How long’s it been since you’ve learned something? I mean really learned something. From scratch.
For me it’s been relatively recent and it’s made me reconsider the experience of students in my classes.
My wife has embarked on a new business venture and I volunteered to create the website for her. I did this thinking ‘how hard could it be’? I know computers and can use Microsoft Word pretty well. Oh, how wrong I was. I’m a wanna-be tech head, but I was about to enter a world I knew nothing about.
So, here’s what I learnt about learning…
The Importance of trial and error (plenty of error)
The good thing about working online is that you can always hit the undo button when you make an error. In the classroom however, there is no undo button. This is where the teacher plays such a powerful role. Because our students are so used to hitting undo it can feel mightily scary and frustrating to make an error in real life; we need to ensure that our students feel comfortable and supported to make these mistakes. We need to model making mistakes.
I constructed a flat-pack desk for my eldest daughter last week; complete with one part back to front and I didn’t notice until the end. I had to unscrew and re-screw countless times. Yep, undo and fix is much easier online than in real-life.
My dad, a keen golfer, always says: “There’s nothing you do on the golf course that hasn’t been done before.” This is meant to make me feel better for again missing the ball. However, I think it applies just as effectively to learning. When I wanted to do something with my site, I looked at other sites to see what they had done and how they had done it. Of course, our students need their learning modelled. They need to know that others have been there too and that they finally made their way through.
Let’s not kid ourselves. We rely on the internet as much as our kids do. Never have I realised this so much as for the past few weeks, Google and Squarespace Help have been my most frequented sites. Using this ‘other’ in the classroom has to be encouraged but also managed.
Problem solving, or waiting for the solution to come
There were times when I got so frustrated with the computer and the programs I was using that I had to stand up and walk away. Wait time.
When we talk about wait time as teachers we’re generally talking about waiting for the class to settle down. But, perhaps there needs to be a rethink of wait time. I’ve learnt that I needed space; to get away from the problem before I was able to solve it. Perhaps I need to build some wait time into my classes during the week, in order to allow my students to solve their problems and process what it is I’m asking them to do.
Talking it out
For me, I bored my wife senseless with hours of talking about how block content needed to be arranged in order for the code to be injected at the right spot so that the content aligned. She had no idea what I meant, but just allowing me to ‘talk it out’ helped me process what I was attempting to do and spot potential problems that I might not have identified without the talk.
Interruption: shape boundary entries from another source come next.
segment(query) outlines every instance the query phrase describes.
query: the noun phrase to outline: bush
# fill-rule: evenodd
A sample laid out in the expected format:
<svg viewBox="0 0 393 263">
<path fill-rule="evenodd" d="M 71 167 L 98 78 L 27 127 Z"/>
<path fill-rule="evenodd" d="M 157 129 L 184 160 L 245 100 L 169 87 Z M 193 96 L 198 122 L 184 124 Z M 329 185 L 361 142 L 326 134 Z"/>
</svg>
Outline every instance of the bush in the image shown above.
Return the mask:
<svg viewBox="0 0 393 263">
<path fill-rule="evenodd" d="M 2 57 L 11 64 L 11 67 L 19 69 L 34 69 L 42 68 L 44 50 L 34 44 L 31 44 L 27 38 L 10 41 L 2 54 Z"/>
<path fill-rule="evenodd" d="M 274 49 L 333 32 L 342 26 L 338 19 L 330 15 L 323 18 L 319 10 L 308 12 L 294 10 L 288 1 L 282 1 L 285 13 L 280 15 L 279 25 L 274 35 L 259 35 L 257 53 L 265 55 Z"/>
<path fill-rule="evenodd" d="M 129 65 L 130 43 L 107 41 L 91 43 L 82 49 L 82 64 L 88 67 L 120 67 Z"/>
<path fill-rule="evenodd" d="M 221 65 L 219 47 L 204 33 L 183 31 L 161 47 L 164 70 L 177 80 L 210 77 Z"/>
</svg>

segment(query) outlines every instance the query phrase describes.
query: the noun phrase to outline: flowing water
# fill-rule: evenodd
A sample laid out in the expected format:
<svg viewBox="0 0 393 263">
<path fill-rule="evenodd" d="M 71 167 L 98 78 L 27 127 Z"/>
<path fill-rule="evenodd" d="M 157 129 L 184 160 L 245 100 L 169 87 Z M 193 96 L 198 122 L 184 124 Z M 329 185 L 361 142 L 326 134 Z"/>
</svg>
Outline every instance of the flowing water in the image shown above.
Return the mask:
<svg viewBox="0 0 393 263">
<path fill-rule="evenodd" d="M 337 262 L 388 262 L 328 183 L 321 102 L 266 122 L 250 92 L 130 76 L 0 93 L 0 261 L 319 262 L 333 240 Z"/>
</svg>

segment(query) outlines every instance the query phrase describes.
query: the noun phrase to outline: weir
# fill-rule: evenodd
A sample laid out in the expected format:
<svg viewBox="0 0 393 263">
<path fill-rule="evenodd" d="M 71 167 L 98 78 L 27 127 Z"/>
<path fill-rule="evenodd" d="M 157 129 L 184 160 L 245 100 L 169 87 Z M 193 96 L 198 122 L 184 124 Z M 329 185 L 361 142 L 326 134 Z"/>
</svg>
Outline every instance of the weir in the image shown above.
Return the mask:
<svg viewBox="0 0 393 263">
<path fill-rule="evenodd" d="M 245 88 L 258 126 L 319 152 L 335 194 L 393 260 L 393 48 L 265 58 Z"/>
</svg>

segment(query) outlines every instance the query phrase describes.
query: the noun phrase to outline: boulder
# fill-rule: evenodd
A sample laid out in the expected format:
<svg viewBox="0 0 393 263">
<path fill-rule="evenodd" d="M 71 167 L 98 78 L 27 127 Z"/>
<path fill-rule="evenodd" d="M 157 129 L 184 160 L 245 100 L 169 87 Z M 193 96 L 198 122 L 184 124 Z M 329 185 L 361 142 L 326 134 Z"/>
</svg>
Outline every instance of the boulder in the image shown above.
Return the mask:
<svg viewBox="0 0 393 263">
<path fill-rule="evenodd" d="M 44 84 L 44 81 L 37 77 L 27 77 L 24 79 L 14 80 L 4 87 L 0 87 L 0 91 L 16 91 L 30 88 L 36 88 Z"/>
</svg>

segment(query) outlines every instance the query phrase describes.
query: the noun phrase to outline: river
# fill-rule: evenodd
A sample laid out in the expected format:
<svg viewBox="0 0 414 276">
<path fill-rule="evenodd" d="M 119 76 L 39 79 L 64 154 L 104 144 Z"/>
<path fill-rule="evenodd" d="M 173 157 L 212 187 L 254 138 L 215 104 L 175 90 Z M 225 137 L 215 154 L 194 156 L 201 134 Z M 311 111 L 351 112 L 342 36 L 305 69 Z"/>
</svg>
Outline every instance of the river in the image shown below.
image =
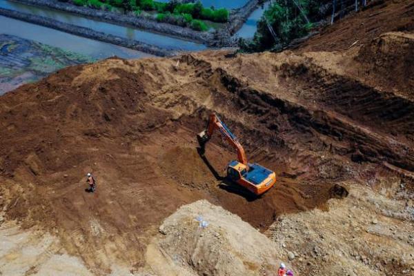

I use collaborative work in my classes regularly, but I’m not sure I have explicitly built in time for students to talk through a solution to a problem. I will be now, it might make a difference for some students.
Time (hours of playing)
This learning takes time. Lots of it. For mastery of skills and for deeper learning we can’t be rushing through content. If we are rushing then there’s too much; and this is the bane of a teacher’s life.
However, we know that good curriculum design focuses on necessary skills and is supplemented by content. I think this is a bit like building a website… On my site each separate page generally includes the same features. The repetition of these features allowed me to practice these skills and cement my knowledge of how they worked. However, the content on each page makes them look completely different. Perhaps this is a reminder to make explicit to the students that each new topic is using similar skills and building on the last, they just look so different because of the content. Something for me to think about.
None of these are groundbreaking, but it’s funny how I took on this web design to do something a bit different from the classroom and the whole time I was working on the site, all I could think of was the classroom.